The foundation of exceptional congee begins with selecting quality ingredients. This recipe calls for 8 carefully chosen components that work harmoniously together. 2 cups rice, 1.5 lbs chicken stock, 2 tbsp ginger form the essential base of this dish, providing the primary flavors and structural foundation. Asian ingredients like soy sauce, ginger, and aromatic spices contribute depth and complexity to every bite. When shopping for ingredients, look for the freshest produce and highest quality proteins to ensure the best results.
The cooking process for congee follows 4 essential steps, each designed to build flavor and achieve the perfect texture. The straightforward technique makes this accessible even for beginners, with clear milestones to help you track your progress. Extended cooking time develops deep, complex flavors as ingredients slowly transform and infuse together. The process begins with simmer rice in stock, establishing the foundation for all subsequent steps. The middle stages involve 2 key techniques that transform raw ingredients into a cohesive, flavorful dish. The final steps bring everything together, allowing you to adjust seasoning and presentation for optimal results.
This recipe makes 6 servings, ideal for feeding a crowd or preparing multiple meals in advance.
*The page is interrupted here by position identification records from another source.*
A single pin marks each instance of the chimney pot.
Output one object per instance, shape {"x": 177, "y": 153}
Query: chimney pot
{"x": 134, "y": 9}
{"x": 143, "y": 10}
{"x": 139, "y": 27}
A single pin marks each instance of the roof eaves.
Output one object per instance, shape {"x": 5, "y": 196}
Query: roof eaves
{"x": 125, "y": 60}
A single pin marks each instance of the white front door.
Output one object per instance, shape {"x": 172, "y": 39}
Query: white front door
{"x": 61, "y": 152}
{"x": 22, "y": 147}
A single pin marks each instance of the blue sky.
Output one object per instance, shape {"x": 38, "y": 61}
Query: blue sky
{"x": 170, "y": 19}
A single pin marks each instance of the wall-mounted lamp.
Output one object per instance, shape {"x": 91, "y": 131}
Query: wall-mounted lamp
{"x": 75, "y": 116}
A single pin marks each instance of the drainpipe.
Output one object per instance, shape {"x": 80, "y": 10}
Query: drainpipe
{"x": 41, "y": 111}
Leftovers store well and often taste even better the next day as flavors continue to develop. Each serving contains approximately 285 calories, 16g of protein, 42g of carbohydrates, and 8g of fat, making it a lighter option that fits well into calorie-conscious meal plans. This recipe can be adapted to accommodate various dietary preferences and restrictions.
For best results, gather all ingredients before you begin cooking to maintain momentum throughout the preparation. This forgiving recipe allows for ingredient substitutions and timing flexibility, making it perfect for experimentation. Serve over steamed rice or noodles to create a complete, satisfying meal.
Ingredients
- 2 cups rice
- 1.5 lbs chicken stock
- 2 tbsp ginger
- 6 stalks scallions
- 1 can (15 oz) soy sauce
- 1 cup century egg
- 1.5 lbs pork
- 1/4 cup peanuts
Instructions
- Simmer rice in stock
- Stir occasionally
- Cook until creamy
- Top with proteins and condiments
Nutrition Information
Per serving:
More Recipes from UniversalRecipes
Discover thousands of delicious recipes from cuisines around the world. Whether you're looking for quick weeknight dinners, healthy meal prep ideas, or impressive dishes for special occasions, UniversalRecipes has you covered.